May "knew right away it was important," says Vandervest, adding that Redcloud recognized it as a burial site. Of special interest is the wall's pipestone, a soft red rock found in Minnesota.

But something else also intrigues May. About 100 feet from the wall are limestone boulders in the shape and size (25 feet wide by 100 feet long) of an ancient Viking ship, which he believes could be buried beneath the rock. A similar Viking ship was found in England, but was buried in dirt, not stone, Vandervest says.

The structure is not far from a once-navigable branch of the East Twin River. It's rumored, Vandervest says, that Vikings regularly came to North America 800 to 1,000 years ago and made it to Michigan's Upper Peninsula.
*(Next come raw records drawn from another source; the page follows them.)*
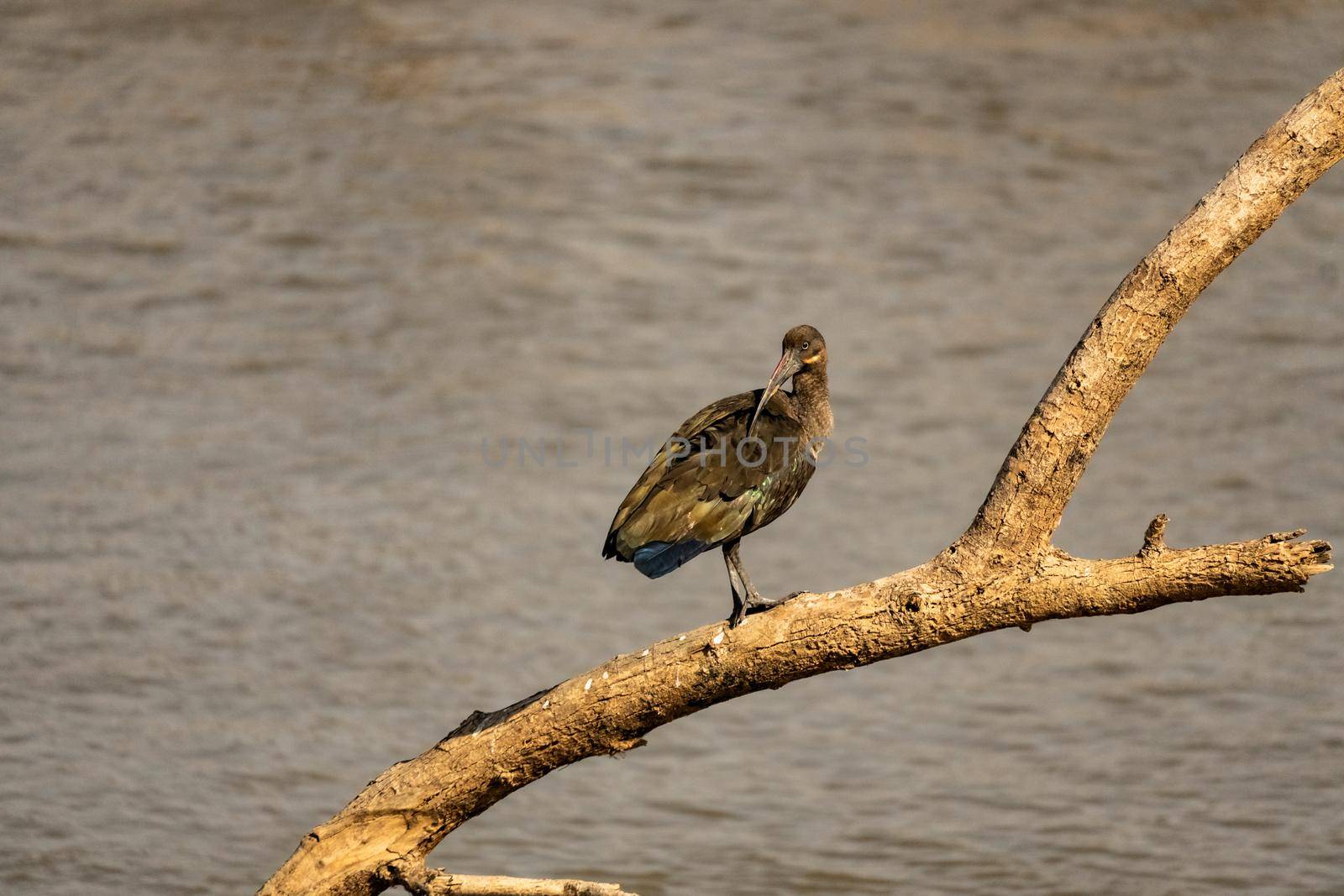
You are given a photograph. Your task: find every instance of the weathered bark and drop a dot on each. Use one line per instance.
(430, 882)
(1003, 571)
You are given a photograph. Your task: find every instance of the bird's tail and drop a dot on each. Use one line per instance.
(659, 558)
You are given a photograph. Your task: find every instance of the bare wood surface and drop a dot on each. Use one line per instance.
(1003, 571)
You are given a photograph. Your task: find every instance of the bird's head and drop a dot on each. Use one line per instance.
(803, 349)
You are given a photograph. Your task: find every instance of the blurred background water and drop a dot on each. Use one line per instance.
(270, 273)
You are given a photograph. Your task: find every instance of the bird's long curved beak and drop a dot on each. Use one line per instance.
(788, 365)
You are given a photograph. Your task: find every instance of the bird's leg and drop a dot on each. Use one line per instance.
(739, 591)
(756, 602)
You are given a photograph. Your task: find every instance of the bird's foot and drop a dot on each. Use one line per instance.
(739, 613)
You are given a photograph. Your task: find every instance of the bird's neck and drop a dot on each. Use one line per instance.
(812, 398)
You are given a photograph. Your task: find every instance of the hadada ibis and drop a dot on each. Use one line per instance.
(729, 470)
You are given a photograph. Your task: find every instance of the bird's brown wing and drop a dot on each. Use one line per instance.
(705, 492)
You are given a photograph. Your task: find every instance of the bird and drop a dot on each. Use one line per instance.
(730, 469)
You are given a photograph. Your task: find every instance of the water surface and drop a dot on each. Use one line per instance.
(269, 273)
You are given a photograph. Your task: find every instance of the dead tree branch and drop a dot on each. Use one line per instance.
(1003, 571)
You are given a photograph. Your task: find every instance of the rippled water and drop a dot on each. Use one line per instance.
(269, 273)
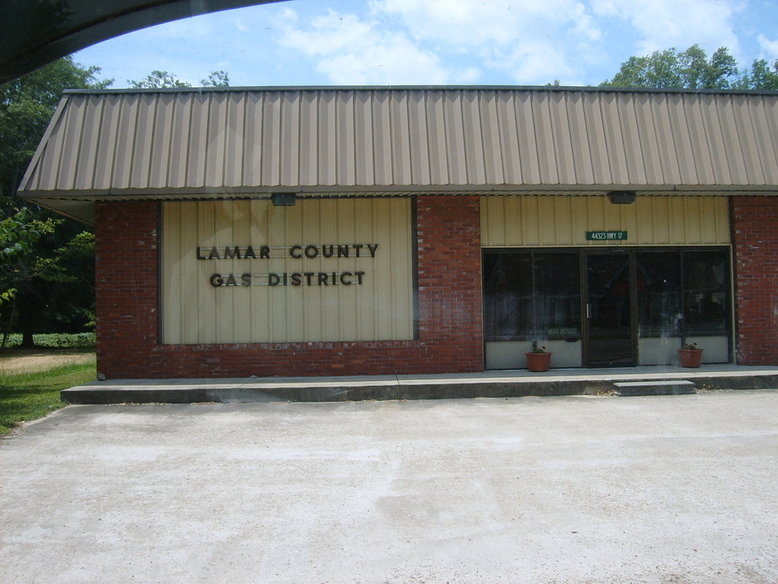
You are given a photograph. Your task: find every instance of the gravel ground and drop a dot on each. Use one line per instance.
(563, 490)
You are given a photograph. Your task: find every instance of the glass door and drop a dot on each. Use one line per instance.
(609, 316)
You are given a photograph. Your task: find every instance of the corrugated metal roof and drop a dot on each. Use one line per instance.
(242, 142)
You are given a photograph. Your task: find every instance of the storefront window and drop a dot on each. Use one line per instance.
(705, 292)
(531, 295)
(659, 293)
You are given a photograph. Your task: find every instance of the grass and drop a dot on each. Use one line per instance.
(57, 340)
(28, 396)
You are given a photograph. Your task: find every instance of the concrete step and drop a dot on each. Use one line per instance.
(663, 387)
(493, 384)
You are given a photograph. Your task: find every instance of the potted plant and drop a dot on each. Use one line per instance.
(538, 359)
(690, 355)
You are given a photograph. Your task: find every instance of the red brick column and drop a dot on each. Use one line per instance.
(450, 281)
(450, 335)
(126, 275)
(755, 239)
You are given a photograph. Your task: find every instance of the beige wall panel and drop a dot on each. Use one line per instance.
(346, 147)
(533, 221)
(766, 137)
(382, 162)
(271, 139)
(401, 144)
(417, 118)
(160, 145)
(179, 144)
(217, 139)
(289, 153)
(90, 139)
(455, 139)
(363, 137)
(195, 312)
(235, 131)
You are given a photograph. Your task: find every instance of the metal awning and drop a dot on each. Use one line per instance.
(251, 142)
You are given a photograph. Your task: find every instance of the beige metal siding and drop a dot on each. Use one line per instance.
(563, 221)
(340, 140)
(381, 308)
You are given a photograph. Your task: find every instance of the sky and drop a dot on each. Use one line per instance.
(434, 42)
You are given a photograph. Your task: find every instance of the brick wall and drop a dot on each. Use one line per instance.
(449, 307)
(755, 238)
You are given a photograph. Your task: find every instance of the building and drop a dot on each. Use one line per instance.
(326, 231)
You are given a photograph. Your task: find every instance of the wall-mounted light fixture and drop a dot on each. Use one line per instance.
(622, 197)
(283, 199)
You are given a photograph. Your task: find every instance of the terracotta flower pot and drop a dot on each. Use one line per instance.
(690, 357)
(538, 361)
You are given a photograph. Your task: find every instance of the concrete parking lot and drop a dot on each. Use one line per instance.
(663, 489)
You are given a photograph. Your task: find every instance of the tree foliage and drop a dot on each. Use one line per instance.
(46, 271)
(166, 80)
(693, 69)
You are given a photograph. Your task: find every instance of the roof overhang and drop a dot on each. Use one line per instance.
(242, 143)
(83, 208)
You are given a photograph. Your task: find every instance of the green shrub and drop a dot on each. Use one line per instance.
(57, 340)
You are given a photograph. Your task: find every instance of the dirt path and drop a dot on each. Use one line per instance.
(14, 361)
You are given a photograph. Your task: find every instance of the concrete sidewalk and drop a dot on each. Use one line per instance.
(511, 383)
(563, 490)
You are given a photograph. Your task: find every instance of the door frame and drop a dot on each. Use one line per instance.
(629, 252)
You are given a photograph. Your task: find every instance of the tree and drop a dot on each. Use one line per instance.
(692, 69)
(38, 292)
(761, 76)
(166, 80)
(689, 69)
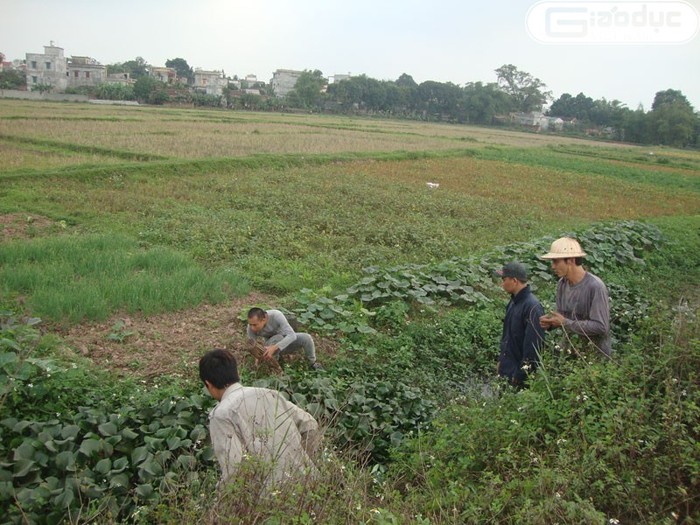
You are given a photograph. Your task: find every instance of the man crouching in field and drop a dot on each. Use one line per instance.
(280, 337)
(255, 426)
A Ho-Chunk legend tells of Native Americans meeting tall red-haired men, Vandervest says.

"(Historians) suspect it had to do with the copper trade, that thousands and thousands of tons of copper were removed. It's possible there was a village in this area where they would process it into manageable-sized ingots they called oxides," Vandervest says.
Comment:  So the evidence for a buried Viking ship is a couple of giants rocks shaped like a Viking ship? Because when their ships became unseaworthy, the Vikings usually buried them? And marked the spot with giant rocks that would've taken hundreds of men to move into position?

And the local Indians let the foreigners disturb their burial ground because they liked thinking of their ancestors sailing away on a ship? So they helped move the giant rocks into position? Because small rocks or rock carvings wouldn't have been enough to memorialize the occasion?

Okay, if you say so.

If the archaeologists are smart, they'll watch out. If they start digging, you can guess what will happen. Indian or Viking zombies will erupt from the ground.

Alas, this posting sounds like an outtake from last year's Pathfinder. I'm going to go out on a limb and guess they won't find a Viking ship under the ship-shaped rock.